Sus familiares los animamos a que no se culpabilicen, que no es que sean torpes por ser mayores o por no saberse adaptar a los cambios tecnológicos. Que eso mismo nos pasa a los más jóvenes, incluso a personas que trabajan en la atención al público y tampoco son capaces de entender estos protocolos hechos sin tener en cuenta a las personas a las que se dirigen.

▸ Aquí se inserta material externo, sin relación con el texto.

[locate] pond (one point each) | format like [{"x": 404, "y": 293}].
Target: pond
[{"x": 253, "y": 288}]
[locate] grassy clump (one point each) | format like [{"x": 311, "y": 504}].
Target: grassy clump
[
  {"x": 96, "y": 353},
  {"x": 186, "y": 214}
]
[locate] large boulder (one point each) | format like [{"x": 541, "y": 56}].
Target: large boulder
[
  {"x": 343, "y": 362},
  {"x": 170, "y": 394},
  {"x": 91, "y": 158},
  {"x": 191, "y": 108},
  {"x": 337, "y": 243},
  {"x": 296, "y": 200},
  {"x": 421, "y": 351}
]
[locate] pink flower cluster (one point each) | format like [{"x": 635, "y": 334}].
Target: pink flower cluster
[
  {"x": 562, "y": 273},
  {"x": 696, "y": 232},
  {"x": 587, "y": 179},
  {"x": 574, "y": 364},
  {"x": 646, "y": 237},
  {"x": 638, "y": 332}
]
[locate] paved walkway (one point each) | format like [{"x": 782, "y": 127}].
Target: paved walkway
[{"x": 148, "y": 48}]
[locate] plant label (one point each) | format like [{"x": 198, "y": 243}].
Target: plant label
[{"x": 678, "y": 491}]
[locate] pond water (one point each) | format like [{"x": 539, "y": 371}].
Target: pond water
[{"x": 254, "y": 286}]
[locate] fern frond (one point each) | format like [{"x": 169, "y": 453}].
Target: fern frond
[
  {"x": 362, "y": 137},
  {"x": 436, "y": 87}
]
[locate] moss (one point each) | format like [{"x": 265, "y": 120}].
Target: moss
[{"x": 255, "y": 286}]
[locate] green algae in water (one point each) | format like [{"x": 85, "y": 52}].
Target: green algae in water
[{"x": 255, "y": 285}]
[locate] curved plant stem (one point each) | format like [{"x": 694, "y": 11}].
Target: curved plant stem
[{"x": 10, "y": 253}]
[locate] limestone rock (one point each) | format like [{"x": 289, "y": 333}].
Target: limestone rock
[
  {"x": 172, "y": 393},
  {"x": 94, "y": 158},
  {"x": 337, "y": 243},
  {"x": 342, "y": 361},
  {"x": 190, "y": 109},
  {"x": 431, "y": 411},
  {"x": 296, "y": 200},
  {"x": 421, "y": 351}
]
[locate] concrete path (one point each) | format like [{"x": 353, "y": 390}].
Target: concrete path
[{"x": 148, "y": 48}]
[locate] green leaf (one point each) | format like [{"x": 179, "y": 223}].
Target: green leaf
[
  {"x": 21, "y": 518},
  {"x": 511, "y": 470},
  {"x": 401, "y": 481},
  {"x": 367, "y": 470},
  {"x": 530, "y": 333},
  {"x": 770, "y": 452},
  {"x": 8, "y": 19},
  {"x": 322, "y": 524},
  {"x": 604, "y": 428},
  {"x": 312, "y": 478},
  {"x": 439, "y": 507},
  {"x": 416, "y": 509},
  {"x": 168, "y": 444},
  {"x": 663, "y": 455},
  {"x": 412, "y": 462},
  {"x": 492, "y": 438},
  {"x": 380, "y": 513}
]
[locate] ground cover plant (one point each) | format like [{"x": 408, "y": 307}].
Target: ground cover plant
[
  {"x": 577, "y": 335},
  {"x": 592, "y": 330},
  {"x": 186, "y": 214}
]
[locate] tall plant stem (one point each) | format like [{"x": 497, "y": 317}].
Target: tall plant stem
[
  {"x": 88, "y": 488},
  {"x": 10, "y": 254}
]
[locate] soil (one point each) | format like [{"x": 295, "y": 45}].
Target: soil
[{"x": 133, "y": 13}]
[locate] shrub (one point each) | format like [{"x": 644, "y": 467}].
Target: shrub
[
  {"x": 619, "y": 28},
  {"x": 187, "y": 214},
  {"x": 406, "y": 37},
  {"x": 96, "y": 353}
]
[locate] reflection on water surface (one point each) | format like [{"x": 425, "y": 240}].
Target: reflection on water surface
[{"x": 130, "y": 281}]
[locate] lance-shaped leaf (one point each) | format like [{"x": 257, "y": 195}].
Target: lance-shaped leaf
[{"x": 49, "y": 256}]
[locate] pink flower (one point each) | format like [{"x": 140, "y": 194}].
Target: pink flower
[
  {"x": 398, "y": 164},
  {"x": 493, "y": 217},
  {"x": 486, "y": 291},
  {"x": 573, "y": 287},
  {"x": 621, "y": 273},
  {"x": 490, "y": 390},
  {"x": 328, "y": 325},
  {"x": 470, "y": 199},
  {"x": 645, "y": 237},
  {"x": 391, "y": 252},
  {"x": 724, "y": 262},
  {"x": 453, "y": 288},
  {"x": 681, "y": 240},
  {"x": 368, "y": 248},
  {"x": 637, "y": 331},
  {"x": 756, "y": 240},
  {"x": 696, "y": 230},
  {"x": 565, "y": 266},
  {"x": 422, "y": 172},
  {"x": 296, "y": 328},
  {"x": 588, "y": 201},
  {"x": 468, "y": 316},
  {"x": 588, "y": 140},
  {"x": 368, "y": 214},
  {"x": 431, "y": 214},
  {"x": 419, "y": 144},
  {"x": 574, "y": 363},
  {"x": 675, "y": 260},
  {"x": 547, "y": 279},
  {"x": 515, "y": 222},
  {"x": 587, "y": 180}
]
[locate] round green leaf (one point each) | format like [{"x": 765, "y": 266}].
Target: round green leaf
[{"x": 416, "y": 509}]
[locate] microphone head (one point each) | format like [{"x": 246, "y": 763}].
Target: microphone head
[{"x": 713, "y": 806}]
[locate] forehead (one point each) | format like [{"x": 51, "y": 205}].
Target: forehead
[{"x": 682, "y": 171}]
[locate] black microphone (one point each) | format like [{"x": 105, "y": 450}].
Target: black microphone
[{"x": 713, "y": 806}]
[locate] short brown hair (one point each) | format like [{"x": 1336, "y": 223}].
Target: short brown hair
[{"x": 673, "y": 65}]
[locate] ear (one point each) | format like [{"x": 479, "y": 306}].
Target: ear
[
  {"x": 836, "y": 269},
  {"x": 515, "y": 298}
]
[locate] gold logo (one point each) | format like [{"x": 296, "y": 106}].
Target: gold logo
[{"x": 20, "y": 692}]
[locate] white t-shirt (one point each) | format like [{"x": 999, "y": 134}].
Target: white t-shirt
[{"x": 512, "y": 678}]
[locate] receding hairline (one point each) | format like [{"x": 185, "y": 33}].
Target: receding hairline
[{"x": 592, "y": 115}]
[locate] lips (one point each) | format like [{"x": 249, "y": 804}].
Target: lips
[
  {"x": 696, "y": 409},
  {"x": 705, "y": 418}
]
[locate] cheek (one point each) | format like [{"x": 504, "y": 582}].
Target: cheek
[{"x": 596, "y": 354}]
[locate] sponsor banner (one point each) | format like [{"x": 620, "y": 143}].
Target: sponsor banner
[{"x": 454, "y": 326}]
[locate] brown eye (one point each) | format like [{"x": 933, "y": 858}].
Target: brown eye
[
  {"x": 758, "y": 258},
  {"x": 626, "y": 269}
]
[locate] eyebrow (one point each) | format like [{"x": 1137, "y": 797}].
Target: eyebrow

Para evitar que mi tío Paco, el Conesa, se sienta culpable, le explico que un servidor estuvo a punto de quedarse colgado en Sicilia, sin poder volver a casa, porque no era capaz de cumplimentar en el aeropuerto un cuestionario obligatorio que parece estar diseñado por alguien con tendencias psicopáticas que disfruta con el sufrimiento ajeno.
Cuando hablamos de estas cosas me insisten que no protestan solo por ellos, total ya lo han hecho casi todo –y muy bien– en esta vida. Que si se rebelan es como siempre en defensa de los que vienen detrás. Se han pasado toda su vida luchando por conquistar derechos, sabiendo que esa es la mejor herencia, en algunos casos la única, que pueden dejar a sus descendientes. Se niegan a dejarles un mundo en el que la tecnología no sirva para mejorar la vida de la gente sino para hacérsela más difícil, mientras contribuye a aumentar la riqueza del 1% más rico.
Como están acostumbrados a luchar y saben que el futuro no está escrito, nunca han caído en la resignación. Por eso insisten en denunciar un modelo de digitalización que, si no lo evitamos, va a aumentar y mucho la brecha entre personas y entre colectivos, en lo que parece un nuevo escenario de los conflictos sociales del siglo XXI.
Han decidido no callarse y dar la batalla, como siempre han hecho, y me han pedido que les transmita todas estas cosas. Creo que deberíamos hacerles caso.
Nota: “Colla pessigolla” no tiene traducción literal. Colla significa grupo, cuadrilla. Pessigolla se traduce por cosquilla Es un nombre que adoptaron por su sonoridad.